Why I’ll be letting Nagios live on a bit longer, thank you very much

Post Syndicated from Laurie Denness original https://laur.ie/blog/2014/02/why-ill-be-letting-nagios-live-on-a-bit-longer-thank-you-very-much/

My my, hasn’t @supersheep stirred up a bit of controversy over Nagios over the last week?

In case you missed it, he brought up an excellent topic that’s close my heart: Nagios. In his words, we should stop using it, so we can let it die. (I read about this in DevOpsWeekly, which you should absolutely sign up to if you haven’t already, it’s fantastic)

Mr Sheep (Andy) brought up some excellent points, and when I read them I must admit getting fairly triggered and angry that someone would speak about one of my favourite things in such a horrible way! Then maybe I started thinking I had a problem. Was I blindly in love with this thing? Naive to the alternatives, a fan boy? Do I need help? Luckily I could reach out to my wonderful coworkers, and @benjammingh was quick to confirm that yes, I do need help, but then again don’t we all. That’s a separate issue.

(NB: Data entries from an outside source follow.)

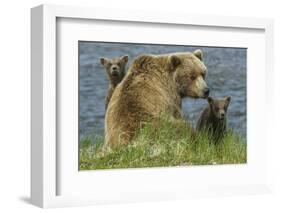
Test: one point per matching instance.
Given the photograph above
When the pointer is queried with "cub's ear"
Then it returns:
(227, 100)
(175, 61)
(199, 54)
(103, 61)
(125, 58)
(210, 100)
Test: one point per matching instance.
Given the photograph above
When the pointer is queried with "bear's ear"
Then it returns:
(227, 100)
(103, 61)
(175, 61)
(210, 100)
(125, 58)
(199, 54)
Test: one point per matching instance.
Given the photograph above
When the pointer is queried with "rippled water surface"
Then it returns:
(226, 77)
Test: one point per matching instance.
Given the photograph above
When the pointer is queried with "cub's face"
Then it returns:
(219, 106)
(115, 68)
(189, 74)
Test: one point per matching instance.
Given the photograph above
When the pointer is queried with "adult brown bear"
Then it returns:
(154, 84)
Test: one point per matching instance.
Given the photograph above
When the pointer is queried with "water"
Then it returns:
(226, 77)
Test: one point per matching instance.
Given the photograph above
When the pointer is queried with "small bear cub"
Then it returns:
(213, 118)
(115, 69)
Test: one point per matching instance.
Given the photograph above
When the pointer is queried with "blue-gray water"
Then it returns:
(226, 77)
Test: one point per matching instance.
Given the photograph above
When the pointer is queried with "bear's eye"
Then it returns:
(193, 77)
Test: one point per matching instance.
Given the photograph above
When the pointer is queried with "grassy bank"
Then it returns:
(166, 145)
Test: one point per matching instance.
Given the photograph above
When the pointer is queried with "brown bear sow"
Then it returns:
(213, 118)
(154, 84)
(115, 69)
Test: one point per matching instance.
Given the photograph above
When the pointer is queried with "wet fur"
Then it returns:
(149, 89)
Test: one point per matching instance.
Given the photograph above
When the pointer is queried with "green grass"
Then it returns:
(167, 145)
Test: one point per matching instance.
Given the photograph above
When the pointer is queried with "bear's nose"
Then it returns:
(206, 92)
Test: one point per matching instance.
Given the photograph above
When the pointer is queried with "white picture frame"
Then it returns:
(44, 153)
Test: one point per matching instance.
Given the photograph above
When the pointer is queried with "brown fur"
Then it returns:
(115, 70)
(154, 84)
(213, 118)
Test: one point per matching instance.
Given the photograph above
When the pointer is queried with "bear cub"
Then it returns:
(213, 118)
(115, 70)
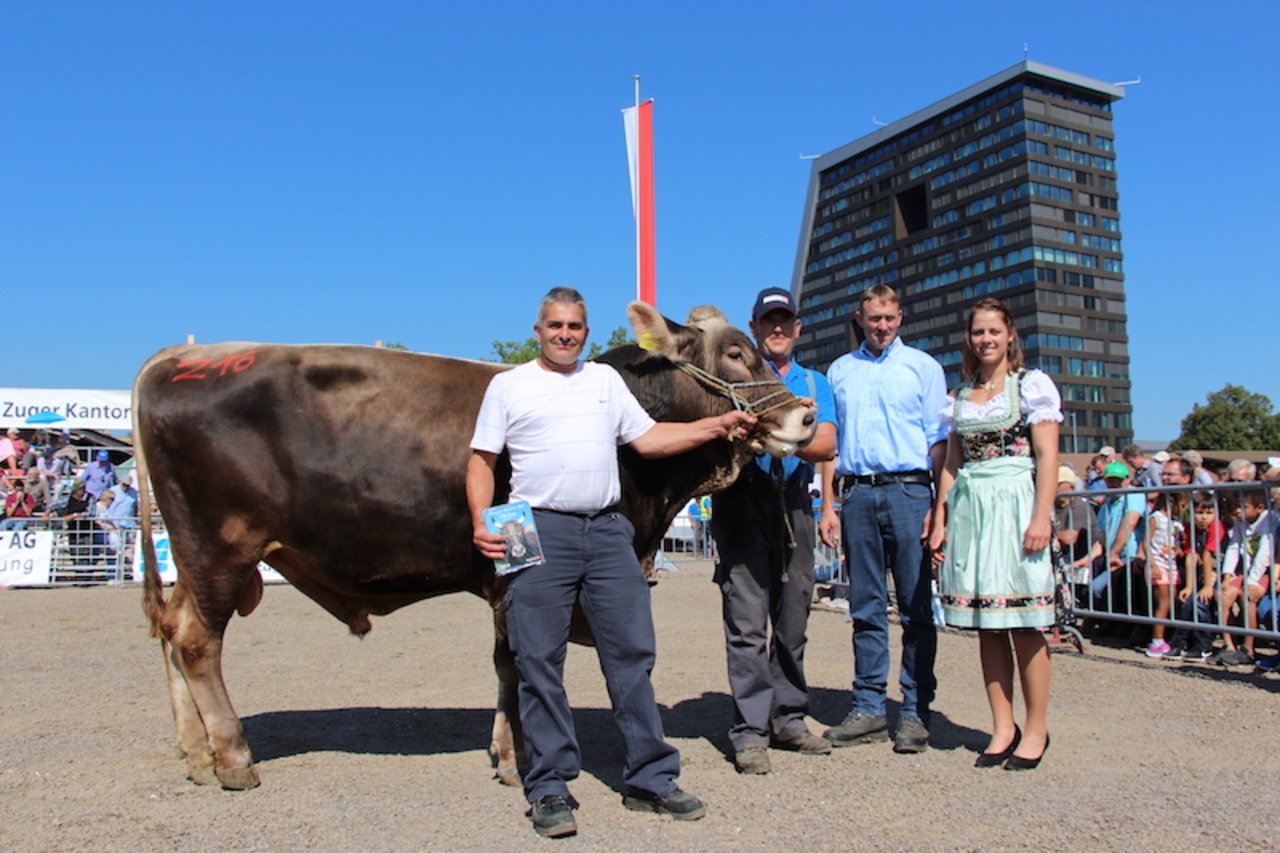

Anyway, the folks at reddit had plenty to say about this too. Some of the answers are sane, some are… Not so. Other people were seemingly very angry too. I don’t blame them.. It’s a bold move to stand up and say a perfectly good piece of software “sucks” and “you shouldn’t use it”. Which was the intention, of course, to make us talk about it.

Now the dust has settled slightly, I’m going to tell you why I still love Nagios, and why it will be continued to be used at Etsy, addressing the points Andy brought up individually.

“Doesn’t scale at all”

Yeah, that Gearman thing freaks me out too. I don’t think I’d want to use it, even though we use Gearman extremely heavily at Etsy for the site (we even invited the creator in for our Code as Craft speaker series).

But what scale are people taking here? Is it really that hard?

We “only” have 10,000 checks in our primary datacenter, all active, usually on 2-3 minute check intervals with a bunch on 30 seconds. I’m honestly not sure if that’s impressive or embarrassing, but the machine is 80% idle, so it’s not like there isn’t overhead for more. And this isn’t a super-duper spec box by any means. In fact, it’s actually one of the oldest servers we have.

use_large_installation_tweaks

We had to enable use_large_installation_tweaks  to get the latency down, but that made absolutely no difference to our Nagios operation. Our check latency is currently 2.324 seconds.

I’m not sure how familiar people are with this flag… Our latency crept up to minutes without it, and it’s not massively well documented online that you can probably enable it with almost no effect to anything except… Making Nagios not suck quite so much.

It’s literally a “go faster” flag.

Disable CPU scaling

Our Nagios boxes are HP or Dell servers, that by default have a “dynamic” CPU scaling setting enabled. Great for power saving, but for some reason the intelligence built into this system is absolutely horrible with Nagios. Because Nagios has extremely high context switches, but relatively low CPU, it causes a lot of problems with the intelligent management. If you’re still having latency issues, set the server to “static high performance mode” or equivalent.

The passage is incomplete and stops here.